Unseen, Catie’s mouth quirked to one side under her scarf. “Oh no, I don’t think I’ll be taking off my gloves.”

Mixed amusement and irritation flickered across the man’s flabby features. “Dear, I really think you should listen to – ”

“I am not removing them.” A new tone of command entered Catie’s voice, and the Toad recoiled a little. His smug expression wavered, but he quickly recovered and leaned forward to grasp Catie’s hand. He shook it quickly, then attempted to withdraw – Catie only tightened her grip.

For the first time, the Toad’s eyes shimmered in fear. Suddenly, a look of realization dawned on his face. His hand went limp and his saggy jowls dropped in horror.

Catie allowed herself a full-on smirk. “You feel it, don’t you?” She squeezed his hand mercilessly one last time, then let go. The Toad flinched back as if from hot coal.
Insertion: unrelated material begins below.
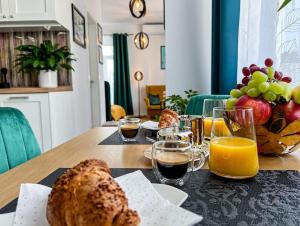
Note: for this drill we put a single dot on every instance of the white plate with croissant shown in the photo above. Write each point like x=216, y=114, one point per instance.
x=87, y=193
It was the girl who waved the dismissive hand this time. “Go on, you slimy rat. I’ll be expecting you.”
The Toad went.

Deliberately and with purpose, Catie stood and smoothed down the seat of her pants. Proceeding to slip silently through the small crowd in the bar, she made her way to the restroom. She flicked on the lights and locked the door behind her.

Spotting her reflection in the mirror, she grinned lazily and yanked off her scarf. As it fell away, a sleek plate of steel was revealed on her right cheek.

Numerous blinking lights and buttons were hosted on it, and the traces of reopened scars crowded around its sides. She briskly removed her elbow-length gloves as well. Underneath was more silver-gray material, its surface unmarred but hard and cold. Flexing her lovely metal fingers, Catie admired her newly full-functioning arms.

'I need new gloves', she mused as she tapped her thumb and middle finger together twice, opening a speaker device in her palm. 'These ones are too thin. Blew my cover … completely worth it though.'

Catie raised her palm and spoke smoothly into it. “I found the contact. ”

A pause. Then from the speaker: “Does he know anything?”

“Yes, but he can be disposed of easily.”

“And John Egret?”

“Is alone. Once he’s out of the picture, we’ll be well on our way to success. Give me a line to the boss.”

“Very well. Password?”

A secretive smile, as if at an inside joke. “Deus ex Machina.”